Multimodal Misinformation Detection using Large Vision-Language Models

The increasing proliferation of misinformation and its alarming impact have motivated both industry and academia to develop approaches for misinformation detection and fact checking. Recent advances on large language models (LLMs) have shown remarkable performance in various tasks, but whether and how LLMs could help with misinformation detection remains relatively underexplored. Most of existing state-of-the-art approaches either do not consider evidence and solely focus on claim related features or assume the evidence to be provided. Few approaches consider evidence retrieval as part of the misinformation detection but rely on fine-tuning models. In this paper, we investigate the potential of LLMs for misinformation detection in a zero-shot setting. We incorporate an evidence retrieval component into the process as it is crucial to gather pertinent information from various sources to detect the veracity of claims. To this end, we propose a novel re-ranking approach for multimodal evidence retrieval using both LLMs and large vision-language models (LVLM). The retrieved evidence samples (images and texts) serve as the input for an LVLM-based approach for multimodal fact verification (LVLM4FV). To enable a fair evaluation, we address the issue of incomplete ground truth for evidence samples in an existing evidence retrieval dataset by annotating a more complete set of evidence samples for both image and text retrieval. Our experimental results on two datasets demonstrate the superiority of the proposed approach in both evidence retrieval and fact verification tasks and also better generalization capability across dataset compared to the supervised baseline.
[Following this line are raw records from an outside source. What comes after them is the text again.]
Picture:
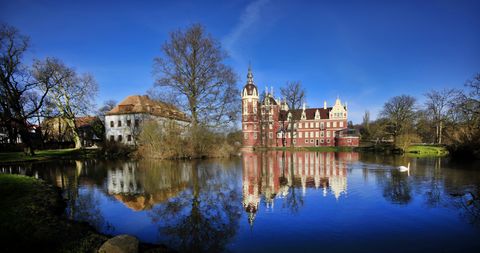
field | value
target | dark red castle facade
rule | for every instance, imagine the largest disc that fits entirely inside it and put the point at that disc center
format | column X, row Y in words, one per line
column 266, row 122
翻译：虚假信息的日益泛滥及其令人担忧的影响，促使工业界和学术界致力于开发虚假信息检测与事实核查方法。大型语言模型（LLMs）的最新进展已在多项任务中展现出卓越性能，但LLMs是否以及如何助力虚假信息检测仍相对缺乏深入探索。现有的大多数先进方法要么不考虑证据而仅关注与声明相关的特征，要么假设证据已给定。少数方法将证据检索作为虚假信息检测的一部分，但依赖于微调模型。本文研究了LLMs在零样本设置下用于虚假信息检测的潜力。我们在流程中引入了证据检索组件，因为从多种来源收集相关信息对于判断声明的真实性至关重要。为此，我们提出了一种新颖的利用LLMs和大型视觉语言模型（LVLMs）进行多模态证据检索的重排序方法。检索到的证据样本（图像和文本）将作为基于LVLM的多模态事实核查方法（LVLM4FV）的输入。为确保公平评估，我们针对现有证据检索数据集中证据样本真值标注不完整的问题，为图像和文本检索标注了更完整的证据样本集。在两个数据集上的实验结果表明，所提方法在证据检索和事实核查任务中均优于现有方法，并且相比有监督基线，在跨数据集泛化能力方面表现更佳。